Attention, Health Savings Account (HSA) owners! Growing your HSA may seem challenging, but it’s possible. Check out these tips for building your HSA from the ground up.
What is an HSA?
For people enrolled in high
deductible health plan (HDHP), an HSA is the way to go. You pay lower premium
costs and can save money in the HSA to cover deductibles, copays, and other
HSAs are popular for many reasons. First, there are the triple tax benefits:
- Pre-tax contributions
- Tax-free withdrawals for eligible medical expenses
- Tax-free interest on the account balance and investment
Second, with an HSA you own the account for life. If you leave your employer, no matter what the reason, the HSA is yours to keep. This is different than with a Flexible Savings Account (FSA) or Health Reimbursement Arrangement (HRA).

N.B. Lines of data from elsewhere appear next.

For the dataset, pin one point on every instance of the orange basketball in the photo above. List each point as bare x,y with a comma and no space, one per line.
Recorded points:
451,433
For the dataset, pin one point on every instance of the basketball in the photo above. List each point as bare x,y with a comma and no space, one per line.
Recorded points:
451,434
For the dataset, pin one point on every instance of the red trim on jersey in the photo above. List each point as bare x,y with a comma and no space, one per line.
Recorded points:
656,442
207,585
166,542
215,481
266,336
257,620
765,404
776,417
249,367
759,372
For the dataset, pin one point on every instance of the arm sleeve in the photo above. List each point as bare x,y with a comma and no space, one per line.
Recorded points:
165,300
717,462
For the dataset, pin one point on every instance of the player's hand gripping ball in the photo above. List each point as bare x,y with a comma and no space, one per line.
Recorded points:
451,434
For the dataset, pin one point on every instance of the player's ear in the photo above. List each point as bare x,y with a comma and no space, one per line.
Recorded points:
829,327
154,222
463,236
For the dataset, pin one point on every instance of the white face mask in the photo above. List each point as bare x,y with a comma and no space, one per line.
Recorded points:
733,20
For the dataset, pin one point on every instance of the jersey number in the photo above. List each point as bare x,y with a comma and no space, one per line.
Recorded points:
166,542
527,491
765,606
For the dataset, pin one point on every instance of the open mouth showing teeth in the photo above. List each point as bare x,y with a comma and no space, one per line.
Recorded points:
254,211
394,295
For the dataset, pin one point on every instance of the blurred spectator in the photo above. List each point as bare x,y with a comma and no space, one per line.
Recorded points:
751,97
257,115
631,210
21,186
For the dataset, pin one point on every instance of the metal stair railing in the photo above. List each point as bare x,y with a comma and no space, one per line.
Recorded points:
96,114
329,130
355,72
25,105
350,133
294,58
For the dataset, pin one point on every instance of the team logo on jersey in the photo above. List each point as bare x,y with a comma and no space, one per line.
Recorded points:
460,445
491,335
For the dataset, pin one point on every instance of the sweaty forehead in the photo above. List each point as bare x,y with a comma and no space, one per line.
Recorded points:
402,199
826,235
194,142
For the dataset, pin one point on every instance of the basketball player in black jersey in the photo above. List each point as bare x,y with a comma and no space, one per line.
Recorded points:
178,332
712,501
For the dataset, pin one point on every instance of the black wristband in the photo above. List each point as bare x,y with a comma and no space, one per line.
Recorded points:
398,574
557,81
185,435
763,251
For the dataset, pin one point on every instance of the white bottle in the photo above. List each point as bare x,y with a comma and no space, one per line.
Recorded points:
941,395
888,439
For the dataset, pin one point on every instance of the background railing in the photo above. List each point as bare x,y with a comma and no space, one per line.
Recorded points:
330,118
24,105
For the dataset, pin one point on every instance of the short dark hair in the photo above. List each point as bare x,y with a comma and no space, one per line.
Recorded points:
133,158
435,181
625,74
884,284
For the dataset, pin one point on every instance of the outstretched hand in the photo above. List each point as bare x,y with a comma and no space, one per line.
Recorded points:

Plus, if you’re thinking long-term, your HSA can be another retirement account. After age 65, you can use your HSA account for any reason (not just medical expenses) without being penalized. Withdrawals are taxed as regular income.
Growing Your HSA
Growing your HSA may seem challenging, particularly if you have a lot of medical expenses. But, there are ways you can help your account take off.
Before we talk about investing in more detail, let’s start with the basics. Some HSA custodians require a minimum balance before you can invest. The minimum balance thresholds usually range between $1,000 – $2,500.

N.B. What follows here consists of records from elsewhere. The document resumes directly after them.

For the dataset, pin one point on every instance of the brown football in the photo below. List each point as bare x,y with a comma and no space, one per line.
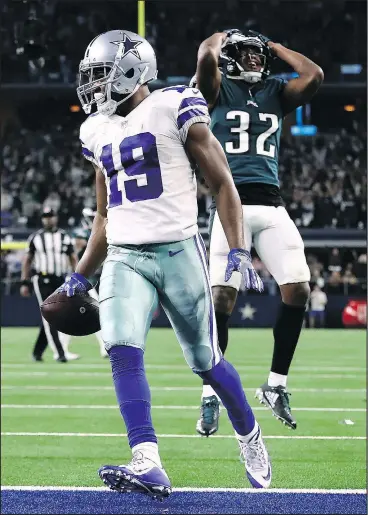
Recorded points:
77,315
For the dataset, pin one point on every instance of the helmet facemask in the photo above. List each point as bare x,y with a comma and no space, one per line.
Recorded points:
247,60
107,84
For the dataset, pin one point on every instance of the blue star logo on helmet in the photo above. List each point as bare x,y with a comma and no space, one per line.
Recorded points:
130,45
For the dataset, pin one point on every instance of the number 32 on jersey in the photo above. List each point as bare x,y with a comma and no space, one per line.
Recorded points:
139,160
243,118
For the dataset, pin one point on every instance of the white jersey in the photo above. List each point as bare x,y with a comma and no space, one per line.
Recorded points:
151,184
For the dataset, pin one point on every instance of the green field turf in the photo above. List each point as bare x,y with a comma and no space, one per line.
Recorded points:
328,373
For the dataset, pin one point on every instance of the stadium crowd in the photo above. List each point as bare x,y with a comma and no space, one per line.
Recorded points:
315,29
323,179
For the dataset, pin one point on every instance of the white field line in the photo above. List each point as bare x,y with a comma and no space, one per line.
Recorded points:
169,389
65,373
117,435
105,366
115,407
188,489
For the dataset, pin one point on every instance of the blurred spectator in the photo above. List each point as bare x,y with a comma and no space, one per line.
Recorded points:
314,30
335,261
318,301
334,284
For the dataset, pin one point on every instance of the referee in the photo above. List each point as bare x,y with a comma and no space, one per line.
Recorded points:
51,251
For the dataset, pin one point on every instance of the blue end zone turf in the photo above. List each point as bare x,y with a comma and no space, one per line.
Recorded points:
99,502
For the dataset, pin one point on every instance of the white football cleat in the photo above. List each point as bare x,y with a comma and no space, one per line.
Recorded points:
141,475
257,461
70,356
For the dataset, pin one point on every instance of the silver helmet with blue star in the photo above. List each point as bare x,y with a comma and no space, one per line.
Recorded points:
115,65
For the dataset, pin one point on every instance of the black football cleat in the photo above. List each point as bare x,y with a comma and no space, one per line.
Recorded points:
207,424
277,399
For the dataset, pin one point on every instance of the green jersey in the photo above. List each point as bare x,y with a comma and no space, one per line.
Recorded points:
248,121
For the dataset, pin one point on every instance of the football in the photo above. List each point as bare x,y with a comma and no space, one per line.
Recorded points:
77,315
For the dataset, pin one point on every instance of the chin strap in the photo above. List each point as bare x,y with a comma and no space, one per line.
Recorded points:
109,107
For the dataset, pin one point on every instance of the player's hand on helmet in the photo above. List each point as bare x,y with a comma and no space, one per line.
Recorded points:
239,260
230,32
262,37
75,284
232,37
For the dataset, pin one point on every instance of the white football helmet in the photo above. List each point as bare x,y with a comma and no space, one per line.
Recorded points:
115,65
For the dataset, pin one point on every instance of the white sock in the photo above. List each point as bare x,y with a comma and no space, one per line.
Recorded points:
208,391
150,450
277,380
65,341
101,343
246,438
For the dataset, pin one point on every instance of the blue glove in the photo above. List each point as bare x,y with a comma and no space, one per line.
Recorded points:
230,32
255,34
75,284
239,260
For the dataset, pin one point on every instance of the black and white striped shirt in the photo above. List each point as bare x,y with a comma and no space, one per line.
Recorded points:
50,249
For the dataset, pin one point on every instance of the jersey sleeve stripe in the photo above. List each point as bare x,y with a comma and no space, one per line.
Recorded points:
187,115
87,152
192,101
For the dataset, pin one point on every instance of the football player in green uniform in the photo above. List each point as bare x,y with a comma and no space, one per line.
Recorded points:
247,108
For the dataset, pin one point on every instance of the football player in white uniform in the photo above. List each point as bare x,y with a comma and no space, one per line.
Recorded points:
143,147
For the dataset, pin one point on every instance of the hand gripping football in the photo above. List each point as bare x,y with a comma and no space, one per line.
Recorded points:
77,315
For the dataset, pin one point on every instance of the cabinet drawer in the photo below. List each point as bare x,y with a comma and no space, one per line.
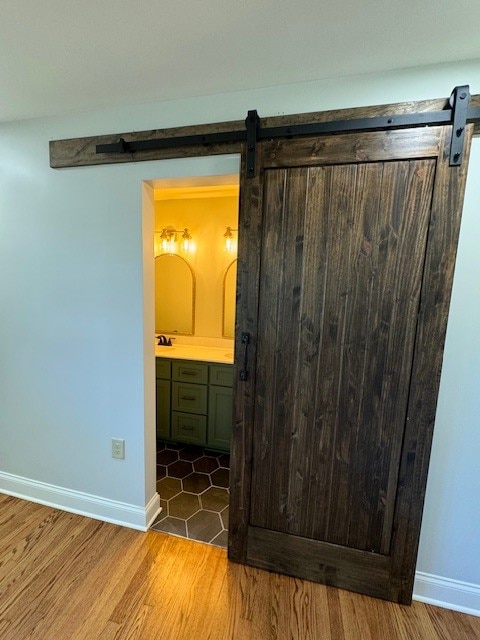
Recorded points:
189,397
189,428
221,375
162,368
190,372
163,408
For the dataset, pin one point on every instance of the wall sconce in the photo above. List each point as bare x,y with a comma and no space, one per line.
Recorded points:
229,237
166,240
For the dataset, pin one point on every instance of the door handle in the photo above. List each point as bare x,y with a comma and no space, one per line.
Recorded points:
244,371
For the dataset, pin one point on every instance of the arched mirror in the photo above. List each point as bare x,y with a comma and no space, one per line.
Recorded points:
229,300
174,295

Maximize your HSA contributions
Contribute as much as you can afford to your HSA, up to the annual limit. If possible, maximize your HSA contributions. Just remember that you can change your contributions at any time.
2019 and 2020 HSA Contribution Limits
Did you know about this HSA funding trick?
Worried about “use it or lose it”? There is no “lose it” with an HSA. All unused money stays in the account and rolls over year after year. This allows you to continually build the account if you don’t need it for current medical expenses.
Earn Tax-Free Interest
As the name indicates, HSAs are a type of savings account. As with a traditional savings account, you earn interest on the balance. The bigger your balance, the more interest you earn, and it’s all tax-free! Even though interest rates are low, any earnings are helpful if the account does not meet your minimum investment threshold.
But, if you’re looking for larger, quicker account growth, you should consider investing your part or all of your HSA balance.
Investing HSA Funds
Now that you’ve met the minimum threshold (if one is required), it’s time to think about HSA investing. Currently, average interest rates are shockingly low (less
than 1%). The ability to invest HSA funds is huge!
In 2018, HSA investment assets grew 23 percent from the previous year. However, there’s one thing that stands out: it’s estimated that only 3 percent of all HSA account holders invest. That means the vast majority of HSA owners aren’t taking advantage of this opportunity for tax-free earnings.
Investment options for most HSAs include stocks, bonds, and mutual funds. Or choose from a variety of growth plans selected by a licensed investment adviser. Your benefits administrator may also offer investor statements and educational tools, among other features.
How Much Could You End Up With?
With maximum annual contributions and few medical expense withdrawals, you could build a substantial nest egg as part of your retirement plan.
For example, if:
- You contribute $3,000 a year to an HSA for 25 years …
- Don’t withdraw any funds, and …
- The money grows at 8% …
You will end up with nearly $238,000. That’s a nice addition to anyone’s retirement.
Growing your HSA is important, no matter how you use the account. Contribute as much as you can afford, rollover your account balance, and invest your HSA funds when possible. The tax advantages can help with both short- and long-term growth.